I led the way inside and made straight for Gerry Meek's office. He looked scared, understandable in the circumstances. 'Before we go any further,' I began, 'is there anything about this company that I don't know about? Are there any secrets that you and Susie might have kept from me? Have any threats been made against the business? Have we crossed the wrong people?'
'No, Oz, nothing at all. I've been racking my brains for a reason for this but I can't come up with one.' He sounded desperate with worry. I wished I could put him out of his misery, but I couldn't.
'Let's see the mess, then.'
He took us through to Susie's outer office and unlocked the door.
'Where's Denise?' I asked, as we surveyed the black, soggy morass on the desk.
'I sent her home. She got the fright of her life. The thought of what could have happened if she'd opened that envelope…'
'It was addressed to Susie,' I reminded him, 'and marked 'personal'.
Denise wasn't meant to open it.' I had been on auto-pilot until then, keeping everything under control, but in that instant a huge wave of rage surged through me. 'The bastard who did this is dead,' I said.
'As good as in the fucking ground.'
I hadn't been speaking to him, but I think I scared Gerry even more.

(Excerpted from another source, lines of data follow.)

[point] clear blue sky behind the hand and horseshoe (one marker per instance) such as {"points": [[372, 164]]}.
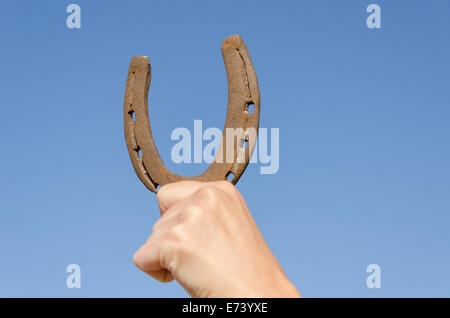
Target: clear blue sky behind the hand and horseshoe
{"points": [[364, 139]]}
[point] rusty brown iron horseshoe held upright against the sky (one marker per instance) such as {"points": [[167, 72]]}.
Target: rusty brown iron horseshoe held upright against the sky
{"points": [[243, 91]]}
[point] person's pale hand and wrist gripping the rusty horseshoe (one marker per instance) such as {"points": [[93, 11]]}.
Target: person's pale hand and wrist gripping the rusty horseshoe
{"points": [[206, 239]]}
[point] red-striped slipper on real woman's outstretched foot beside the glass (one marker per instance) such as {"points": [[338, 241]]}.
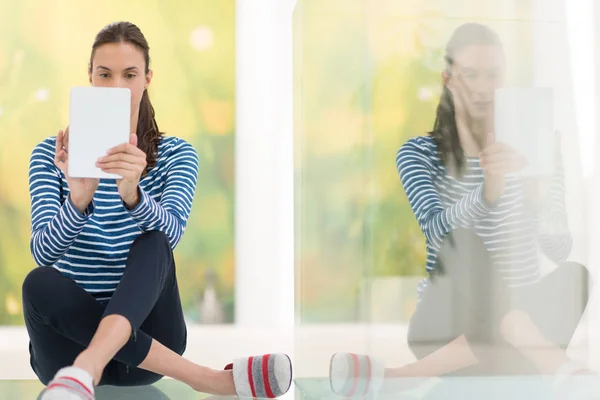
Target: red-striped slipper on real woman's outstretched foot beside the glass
{"points": [[267, 376]]}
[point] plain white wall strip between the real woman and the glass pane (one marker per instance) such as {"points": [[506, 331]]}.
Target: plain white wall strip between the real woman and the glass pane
{"points": [[264, 165]]}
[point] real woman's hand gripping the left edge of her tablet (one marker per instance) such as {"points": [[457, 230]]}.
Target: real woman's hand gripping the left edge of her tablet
{"points": [[81, 189]]}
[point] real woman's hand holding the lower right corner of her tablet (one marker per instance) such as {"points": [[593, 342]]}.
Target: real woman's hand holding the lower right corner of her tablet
{"points": [[128, 161]]}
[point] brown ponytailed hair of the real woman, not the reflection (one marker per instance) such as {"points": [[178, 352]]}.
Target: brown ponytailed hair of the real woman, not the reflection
{"points": [[147, 129]]}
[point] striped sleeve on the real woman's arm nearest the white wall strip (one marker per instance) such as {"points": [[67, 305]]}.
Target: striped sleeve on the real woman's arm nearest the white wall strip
{"points": [[171, 214]]}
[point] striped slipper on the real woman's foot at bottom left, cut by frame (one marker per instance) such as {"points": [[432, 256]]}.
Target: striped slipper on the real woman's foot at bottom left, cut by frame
{"points": [[70, 383]]}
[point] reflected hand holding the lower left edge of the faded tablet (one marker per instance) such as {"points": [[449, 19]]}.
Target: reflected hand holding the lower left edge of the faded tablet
{"points": [[498, 160]]}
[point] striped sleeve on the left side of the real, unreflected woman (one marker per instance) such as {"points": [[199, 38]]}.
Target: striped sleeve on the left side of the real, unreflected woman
{"points": [[54, 224]]}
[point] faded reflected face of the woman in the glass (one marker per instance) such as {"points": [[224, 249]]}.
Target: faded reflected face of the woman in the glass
{"points": [[481, 71]]}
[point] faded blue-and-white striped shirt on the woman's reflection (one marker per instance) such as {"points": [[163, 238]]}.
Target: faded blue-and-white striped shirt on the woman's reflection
{"points": [[511, 233]]}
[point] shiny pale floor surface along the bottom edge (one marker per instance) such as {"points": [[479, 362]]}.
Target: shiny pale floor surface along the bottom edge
{"points": [[463, 388]]}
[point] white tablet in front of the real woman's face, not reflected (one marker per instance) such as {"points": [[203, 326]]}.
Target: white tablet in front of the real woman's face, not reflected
{"points": [[99, 120]]}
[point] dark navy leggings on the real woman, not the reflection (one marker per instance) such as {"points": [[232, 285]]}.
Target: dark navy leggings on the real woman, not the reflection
{"points": [[61, 318]]}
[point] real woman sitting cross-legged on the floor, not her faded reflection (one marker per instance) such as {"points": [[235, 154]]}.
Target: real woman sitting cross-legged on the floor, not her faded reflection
{"points": [[103, 306]]}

'Oz, we'd better get the police.'
'Why?' I snapped back at him. 'Because of a small accidental office fire that was put out inside a minute?'
'But it wasn't,' the finance director wailed. 'You know it wasn't.'
'I know fuck all of the sort. I'm looking at a pile of wet black ash here, that's all. Denise is a smoker, isn't she?'
'Yes, but not in the off…' He caught my look and stopped in mid-sentence.
'When's Susie due back?'
'This afternoon, I think. She said she'd have lunch with the guys at the site.'
'She hasn't called in? You haven't said anything to her?'
Gerry's expression was all over the place as he looked at me; he was seeing someone he'd never met before. 'No, she hasn't been in touch.'
'Good. That gives you a chance to get that desk out of here and off to the scrapper.'
'But what'll I tell Susie?'
'Nothing. That's my job. I'll decide what to tell her, but I do not want this incident going public. Understood?'
I've come to believe that life is a constant stream of irony, of gut-wrenching, jaw-dropping perversity. I'd no sooner given Gerry Meek the heavy message than the sound of sirens invaded the office, growing louder and louder until there was no doubt about their destination. I looked out through the Venetian blinds, and gave a crazy laugh as a police traffic car, all day-glo flashes and blue lights, drew to a halt right outside the window.

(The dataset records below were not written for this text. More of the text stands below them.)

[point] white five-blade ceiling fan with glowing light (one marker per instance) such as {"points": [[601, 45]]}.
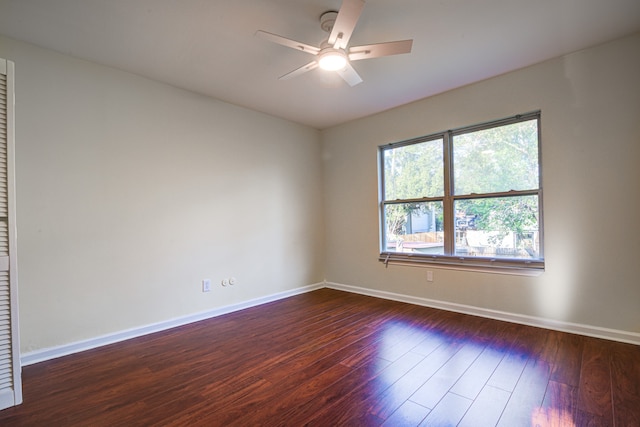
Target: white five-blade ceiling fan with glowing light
{"points": [[333, 54]]}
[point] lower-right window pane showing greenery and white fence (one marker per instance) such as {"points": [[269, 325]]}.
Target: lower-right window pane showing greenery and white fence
{"points": [[505, 227]]}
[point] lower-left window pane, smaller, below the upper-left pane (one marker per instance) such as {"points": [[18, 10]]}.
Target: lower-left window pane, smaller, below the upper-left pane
{"points": [[414, 227]]}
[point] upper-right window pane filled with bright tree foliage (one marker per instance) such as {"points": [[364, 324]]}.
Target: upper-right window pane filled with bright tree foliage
{"points": [[497, 159]]}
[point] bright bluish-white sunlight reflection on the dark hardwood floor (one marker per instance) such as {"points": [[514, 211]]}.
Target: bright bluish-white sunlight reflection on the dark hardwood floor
{"points": [[439, 361]]}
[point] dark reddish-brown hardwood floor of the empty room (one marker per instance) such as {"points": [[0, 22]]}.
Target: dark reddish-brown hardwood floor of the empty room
{"points": [[330, 358]]}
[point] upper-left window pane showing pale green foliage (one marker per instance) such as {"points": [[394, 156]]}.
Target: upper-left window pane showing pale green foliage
{"points": [[414, 171]]}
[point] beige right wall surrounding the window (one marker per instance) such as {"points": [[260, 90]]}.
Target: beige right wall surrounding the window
{"points": [[590, 103]]}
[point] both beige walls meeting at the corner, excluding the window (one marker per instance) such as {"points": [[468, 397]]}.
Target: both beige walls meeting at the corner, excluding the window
{"points": [[130, 192]]}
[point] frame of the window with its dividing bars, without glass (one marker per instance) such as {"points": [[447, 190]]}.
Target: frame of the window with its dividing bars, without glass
{"points": [[449, 259]]}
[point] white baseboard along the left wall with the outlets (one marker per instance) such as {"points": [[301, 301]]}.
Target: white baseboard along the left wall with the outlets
{"points": [[76, 347]]}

'Tell them we don't want any,' I said to Jay. No way could I trust Gerry to smooth talk coppers in his condition. The state he was in, give him thirty seconds and he'd have confessed to shooting Bambi's mother.
As Jay went off to talk to Mr. Plod, I walked into Susie's office and sat behind her desk. My agitated fellow director followed me in, but I paid him no attention as I sat in my wife's chair and swivelled it around, looking out at the bright morning and trying to get a handle on what was happening. Eventually I formed my mental ducks into something resembling a row. I swung the chair round and turned back to Gerry.
'Before you packed Denise off home, did she say anything about the package?' I asked.